I wouldn't so much call this "part [insert number here]" of my discussion of discipline in the NHL... but it is a continuation of the discussion as we work our way through the...
I was reading a piece a few weeks back in which Travis Hughes of SB Nation referred to something known as the "Matt Cooke culture."
Now, of course, I like to think that there is still a prevailing attitude that hockey can still consists of great offense, sound defense, hard-hitting, and just to touch of style, while still contributing to the overall concept that sportsmanship is still a focal point of the sport.
Now, obviously there are exceptions to this overall idealistic attitude… guys like Matt Cooke... Danny Carcillo... Todd Bertuzzi... Trevor Gillies... an Islanders watch party... the list goes on. Unfortunately, those are examples of demons that the NHL can't quite exorcise just yet. Hell, Carcillo's already picking targets for his move back to the Western Conference.
But, are these demons a sign of things to come? I would not have thought so. Surely, you don't hear kids say stuff like, "I want to be just like the guy who attacked Steve Moore from behind, put him face-first into the ice and ended his career."

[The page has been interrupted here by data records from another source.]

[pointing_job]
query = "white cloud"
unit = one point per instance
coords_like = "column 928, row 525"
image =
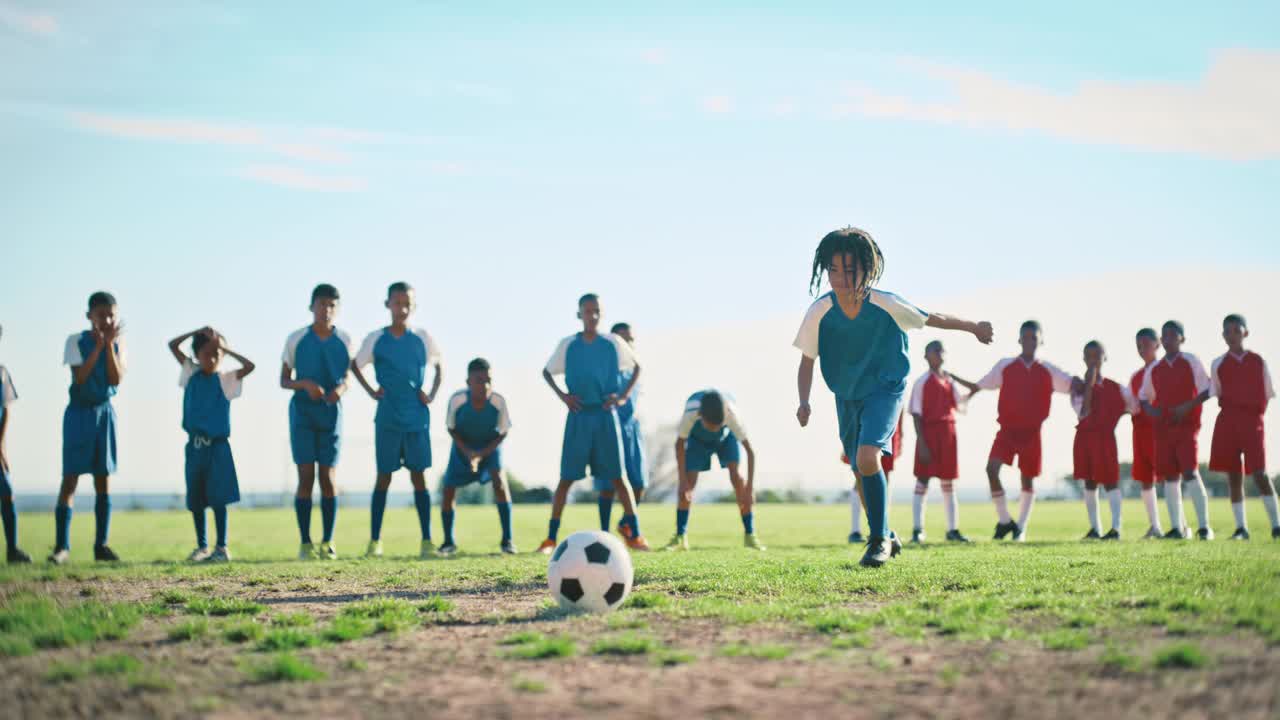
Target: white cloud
column 1232, row 112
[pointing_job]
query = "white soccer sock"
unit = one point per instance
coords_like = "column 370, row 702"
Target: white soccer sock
column 1174, row 500
column 1200, row 499
column 1091, row 505
column 1116, row 500
column 1024, row 507
column 1238, row 510
column 1151, row 504
column 1269, row 501
column 918, row 506
column 1001, row 506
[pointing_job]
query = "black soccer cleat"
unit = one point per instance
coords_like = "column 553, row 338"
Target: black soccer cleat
column 877, row 554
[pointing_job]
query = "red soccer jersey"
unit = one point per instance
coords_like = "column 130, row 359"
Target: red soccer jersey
column 1170, row 382
column 1024, row 391
column 1242, row 383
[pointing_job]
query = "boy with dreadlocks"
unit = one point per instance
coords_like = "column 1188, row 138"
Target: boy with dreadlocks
column 859, row 333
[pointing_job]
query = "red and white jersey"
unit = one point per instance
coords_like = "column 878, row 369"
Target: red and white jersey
column 1171, row 381
column 1111, row 401
column 936, row 399
column 1242, row 383
column 1025, row 391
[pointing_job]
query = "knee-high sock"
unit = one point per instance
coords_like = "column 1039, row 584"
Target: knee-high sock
column 328, row 516
column 302, row 510
column 1091, row 506
column 376, row 507
column 103, row 514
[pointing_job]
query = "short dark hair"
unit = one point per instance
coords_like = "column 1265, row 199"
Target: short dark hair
column 100, row 297
column 324, row 291
column 712, row 408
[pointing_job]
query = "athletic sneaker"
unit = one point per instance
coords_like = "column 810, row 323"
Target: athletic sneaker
column 677, row 543
column 877, row 554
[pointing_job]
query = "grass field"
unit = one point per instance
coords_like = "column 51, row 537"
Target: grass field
column 1052, row 627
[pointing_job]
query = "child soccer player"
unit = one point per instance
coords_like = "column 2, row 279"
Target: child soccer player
column 1243, row 387
column 8, row 395
column 1173, row 391
column 1027, row 387
column 1100, row 405
column 859, row 335
column 315, row 364
column 1143, row 468
column 592, row 365
column 708, row 427
column 96, row 359
column 401, row 356
column 206, row 415
column 478, row 423
column 936, row 397
column 632, row 442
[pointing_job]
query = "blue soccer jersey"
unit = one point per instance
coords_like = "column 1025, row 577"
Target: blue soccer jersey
column 593, row 370
column 400, row 365
column 864, row 355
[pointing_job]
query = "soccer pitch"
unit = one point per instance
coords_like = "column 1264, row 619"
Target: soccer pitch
column 1052, row 627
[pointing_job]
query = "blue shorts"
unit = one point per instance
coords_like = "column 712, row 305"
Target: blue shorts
column 632, row 459
column 88, row 440
column 315, row 432
column 592, row 438
column 698, row 455
column 458, row 472
column 397, row 449
column 211, row 479
column 871, row 420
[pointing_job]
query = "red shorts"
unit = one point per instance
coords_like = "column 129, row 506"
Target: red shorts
column 1097, row 459
column 1020, row 443
column 941, row 438
column 1176, row 450
column 1238, row 434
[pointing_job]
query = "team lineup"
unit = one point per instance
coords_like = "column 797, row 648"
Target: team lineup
column 856, row 335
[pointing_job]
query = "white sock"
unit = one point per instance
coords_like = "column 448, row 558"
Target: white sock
column 1116, row 500
column 1269, row 501
column 855, row 505
column 1200, row 499
column 1001, row 506
column 918, row 506
column 1091, row 505
column 1148, row 501
column 949, row 501
column 1024, row 507
column 1174, row 500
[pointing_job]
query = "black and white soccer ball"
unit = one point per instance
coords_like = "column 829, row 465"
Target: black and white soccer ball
column 590, row 572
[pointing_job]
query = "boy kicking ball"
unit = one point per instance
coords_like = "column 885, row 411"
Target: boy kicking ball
column 478, row 423
column 859, row 335
column 709, row 427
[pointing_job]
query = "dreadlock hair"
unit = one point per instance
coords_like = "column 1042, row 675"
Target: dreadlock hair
column 849, row 241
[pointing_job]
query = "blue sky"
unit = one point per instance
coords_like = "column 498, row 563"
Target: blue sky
column 210, row 162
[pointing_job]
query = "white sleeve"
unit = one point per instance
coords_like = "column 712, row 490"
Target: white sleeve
column 366, row 350
column 807, row 338
column 232, row 383
column 906, row 315
column 188, row 369
column 72, row 355
column 556, row 364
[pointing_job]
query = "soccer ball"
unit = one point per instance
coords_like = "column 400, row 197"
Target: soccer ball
column 590, row 572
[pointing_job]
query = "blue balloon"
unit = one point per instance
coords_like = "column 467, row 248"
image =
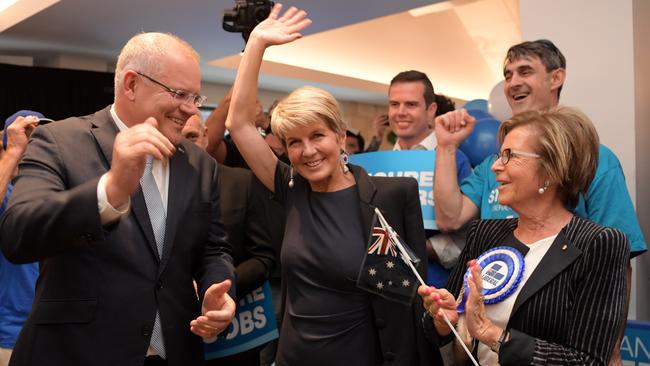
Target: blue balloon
column 482, row 142
column 479, row 114
column 481, row 104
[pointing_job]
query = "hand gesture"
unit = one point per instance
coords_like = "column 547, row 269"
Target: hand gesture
column 381, row 124
column 478, row 324
column 218, row 310
column 277, row 30
column 129, row 156
column 454, row 127
column 18, row 134
column 438, row 303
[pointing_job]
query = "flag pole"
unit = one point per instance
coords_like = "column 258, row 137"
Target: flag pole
column 407, row 258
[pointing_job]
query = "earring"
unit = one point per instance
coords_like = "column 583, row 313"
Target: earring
column 344, row 161
column 541, row 190
column 291, row 174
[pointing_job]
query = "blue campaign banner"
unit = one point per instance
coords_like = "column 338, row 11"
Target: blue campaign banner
column 635, row 347
column 254, row 324
column 418, row 164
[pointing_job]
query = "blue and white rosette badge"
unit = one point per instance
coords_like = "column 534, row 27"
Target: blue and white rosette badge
column 501, row 269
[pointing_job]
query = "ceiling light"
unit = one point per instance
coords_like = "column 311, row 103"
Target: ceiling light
column 430, row 9
column 4, row 4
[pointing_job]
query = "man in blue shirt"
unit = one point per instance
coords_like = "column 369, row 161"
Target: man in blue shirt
column 412, row 108
column 534, row 73
column 18, row 281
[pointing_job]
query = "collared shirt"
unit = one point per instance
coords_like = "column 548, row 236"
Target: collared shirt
column 160, row 171
column 428, row 143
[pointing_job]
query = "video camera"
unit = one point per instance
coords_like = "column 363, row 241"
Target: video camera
column 245, row 16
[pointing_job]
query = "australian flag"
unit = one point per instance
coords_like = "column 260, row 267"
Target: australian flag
column 384, row 271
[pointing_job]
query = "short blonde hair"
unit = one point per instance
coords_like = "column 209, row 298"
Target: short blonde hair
column 144, row 51
column 303, row 107
column 568, row 144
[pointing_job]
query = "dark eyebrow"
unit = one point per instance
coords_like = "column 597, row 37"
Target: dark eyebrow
column 523, row 68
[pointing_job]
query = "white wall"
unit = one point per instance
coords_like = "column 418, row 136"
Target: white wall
column 642, row 128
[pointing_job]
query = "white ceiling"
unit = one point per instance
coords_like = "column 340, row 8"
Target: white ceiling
column 352, row 49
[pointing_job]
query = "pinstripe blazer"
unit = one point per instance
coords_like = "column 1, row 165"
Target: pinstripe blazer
column 570, row 309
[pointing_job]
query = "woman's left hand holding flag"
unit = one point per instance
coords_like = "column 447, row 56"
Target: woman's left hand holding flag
column 438, row 302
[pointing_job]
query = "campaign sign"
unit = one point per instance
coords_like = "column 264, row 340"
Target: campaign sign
column 254, row 324
column 418, row 164
column 635, row 347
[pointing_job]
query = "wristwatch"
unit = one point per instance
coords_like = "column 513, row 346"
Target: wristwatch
column 502, row 338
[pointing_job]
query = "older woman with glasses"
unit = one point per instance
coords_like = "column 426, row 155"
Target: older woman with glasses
column 548, row 287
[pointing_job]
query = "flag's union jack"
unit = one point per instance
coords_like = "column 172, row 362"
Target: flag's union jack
column 382, row 245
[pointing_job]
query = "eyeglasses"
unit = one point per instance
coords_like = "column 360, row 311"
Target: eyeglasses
column 179, row 95
column 508, row 154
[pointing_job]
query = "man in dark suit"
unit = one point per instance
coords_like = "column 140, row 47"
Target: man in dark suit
column 246, row 217
column 119, row 236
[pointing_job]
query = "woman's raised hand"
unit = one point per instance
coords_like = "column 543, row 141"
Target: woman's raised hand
column 276, row 29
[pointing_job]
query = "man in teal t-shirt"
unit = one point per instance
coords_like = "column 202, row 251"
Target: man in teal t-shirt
column 534, row 73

Or, "Hey, remember when Marc Savard was punched in the back of the head by Dan Carcillo for no reason at all after the whistle, right after he returned from a concussion? That was awesome!"
Yeah, you never hear kids saying anything like that.
Until I read Hughes' piece about Danick Paquette (hell of a piece, I might add). For those who really care about the game of hockey and its future, the words "Cooke culture" in the headline are disturbing enough.
Wow. So, this little piece of work made a dirty hit on one of his fellow Capitals prospects in development camp a few weeks ago. Thankfully, the other guy got up, and was apparently fine.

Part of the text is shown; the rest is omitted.